A part of me looked forward to the big crash/reset - the isolationist in me was still strong. I thought we needed that level of suffering and it would bring people together. And it would…but.

Then something happened a few weeks ago. I began reading about economics and this led to learning more about our Financial systems and then a web site and then book by CHS.
When I read:
"That is why I subtitled this book "Structuring Prosperity for Yourself and the Nation." To
believe that we can prosper individually without regard for the actions of our fellow citizens and the State (government) is simply not practical. Yes, a handful of very rugged people have the experience required to live in the deepest remains of wilderness; but the wilderness cannot support more than a handful of people, and most of us do not have the requisite skills or ruggedness to survive that splendid isolation.
This, then, is a practical book for the rest of us."
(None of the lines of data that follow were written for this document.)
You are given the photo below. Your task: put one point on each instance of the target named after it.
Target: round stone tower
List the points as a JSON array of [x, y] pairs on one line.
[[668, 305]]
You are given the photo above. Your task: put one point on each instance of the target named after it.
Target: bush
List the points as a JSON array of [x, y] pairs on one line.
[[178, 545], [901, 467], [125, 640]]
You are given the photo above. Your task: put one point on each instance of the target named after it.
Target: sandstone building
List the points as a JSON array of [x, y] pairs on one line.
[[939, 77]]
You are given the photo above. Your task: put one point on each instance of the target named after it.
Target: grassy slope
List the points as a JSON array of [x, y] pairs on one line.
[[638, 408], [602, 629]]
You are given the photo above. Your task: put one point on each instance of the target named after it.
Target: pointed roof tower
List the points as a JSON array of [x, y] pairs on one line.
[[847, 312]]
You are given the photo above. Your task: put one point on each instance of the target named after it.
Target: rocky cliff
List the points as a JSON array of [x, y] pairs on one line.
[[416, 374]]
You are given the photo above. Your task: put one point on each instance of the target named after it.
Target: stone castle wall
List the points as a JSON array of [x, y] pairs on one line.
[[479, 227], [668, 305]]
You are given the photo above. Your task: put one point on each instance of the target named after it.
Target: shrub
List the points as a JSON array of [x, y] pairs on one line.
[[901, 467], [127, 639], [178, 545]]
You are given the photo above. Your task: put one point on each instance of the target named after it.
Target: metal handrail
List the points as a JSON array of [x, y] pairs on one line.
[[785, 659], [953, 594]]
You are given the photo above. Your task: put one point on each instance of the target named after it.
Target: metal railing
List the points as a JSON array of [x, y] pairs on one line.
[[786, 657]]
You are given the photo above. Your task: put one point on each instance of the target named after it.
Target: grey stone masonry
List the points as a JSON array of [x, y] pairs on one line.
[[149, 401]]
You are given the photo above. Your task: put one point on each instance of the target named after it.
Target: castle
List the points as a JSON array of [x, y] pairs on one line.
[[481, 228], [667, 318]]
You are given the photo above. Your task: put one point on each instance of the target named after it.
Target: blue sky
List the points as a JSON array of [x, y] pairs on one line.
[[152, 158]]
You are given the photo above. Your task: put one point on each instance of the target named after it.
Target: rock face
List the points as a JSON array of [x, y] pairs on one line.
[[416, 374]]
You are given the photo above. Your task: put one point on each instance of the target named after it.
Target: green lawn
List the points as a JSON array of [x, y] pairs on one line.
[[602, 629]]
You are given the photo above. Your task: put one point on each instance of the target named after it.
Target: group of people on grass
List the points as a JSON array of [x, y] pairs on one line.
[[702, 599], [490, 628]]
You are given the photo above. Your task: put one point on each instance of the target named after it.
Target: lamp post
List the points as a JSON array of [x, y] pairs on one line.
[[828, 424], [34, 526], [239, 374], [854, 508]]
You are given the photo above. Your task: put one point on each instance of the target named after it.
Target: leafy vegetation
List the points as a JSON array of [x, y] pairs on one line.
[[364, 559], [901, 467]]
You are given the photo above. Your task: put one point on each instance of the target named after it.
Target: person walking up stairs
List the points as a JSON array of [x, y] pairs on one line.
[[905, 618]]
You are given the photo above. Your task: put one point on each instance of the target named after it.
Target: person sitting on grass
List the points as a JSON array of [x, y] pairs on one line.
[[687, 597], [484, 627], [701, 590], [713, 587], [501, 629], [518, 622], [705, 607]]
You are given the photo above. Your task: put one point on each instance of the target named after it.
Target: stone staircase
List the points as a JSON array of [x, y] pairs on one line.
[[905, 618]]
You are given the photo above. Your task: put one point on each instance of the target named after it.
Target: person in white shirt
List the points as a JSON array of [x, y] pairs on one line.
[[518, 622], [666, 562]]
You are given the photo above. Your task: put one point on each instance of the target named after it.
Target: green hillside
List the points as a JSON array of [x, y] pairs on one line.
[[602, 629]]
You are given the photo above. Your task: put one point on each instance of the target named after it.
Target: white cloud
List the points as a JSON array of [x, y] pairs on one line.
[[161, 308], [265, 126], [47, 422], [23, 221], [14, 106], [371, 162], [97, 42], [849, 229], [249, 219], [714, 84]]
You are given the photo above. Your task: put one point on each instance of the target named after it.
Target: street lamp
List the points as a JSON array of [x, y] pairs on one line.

Something in me shifted. I let go of the isolationist direction, took personal steps to minimize its effect and suddenly it seems a whole world opened up. (It also led to a better personal life ;-)

I am reading more and making up for lost time.
OMG we are in serious trouble.  Is it too late to change? I don't know. I think it is for some.
I also saw the film 2012:TimeForChange. This showed me a vision for a new way to live. Smaller, more communal and more responsive to our environment and each other. Showed me what is possible and a deeper value for what I do: teaching people how to develop software. Rather than creating bookkeeping systems for the Elite and State, the software could be used to support new types of currencies, businesses and endeavors to benefit us all. A new look at what it means to work, contribute, Be Alive.

Kinda like being overweight: I thought a diet would help.
No. A diet: changing eating habits for a while to regain certain weight, then resuming same habits that caused the weight, is not the answer. I have to radically change my eating habits. Permanently.
We have to radically change our living habits.


I rejoined Facebook and G+ and have been writing and posting there. I like the idea of the Fair Tax and am learning more and helping to spread the word. That's all I can do at present.
And will continue to do so here.

Does anyone read this? IDK. Words appear in the mind and I type and they appear on the page.

So, like myself, have you been ignoring the bare, cold truths out there? and if not? what have you been doing to plan for yourself, your family, your community, nation and world?

We need a new way to live. It has some of the feel of the possibility and energy of the 60s. I was too young then to do anything but be influenced. But I think this time I can do more.

I'll be writing here more and sharing what I've found, what's going on and hopefully this will entertain, enlighten and encourage you to tune in, turn on, and drop out (of old patterns of behaviors and beliefs).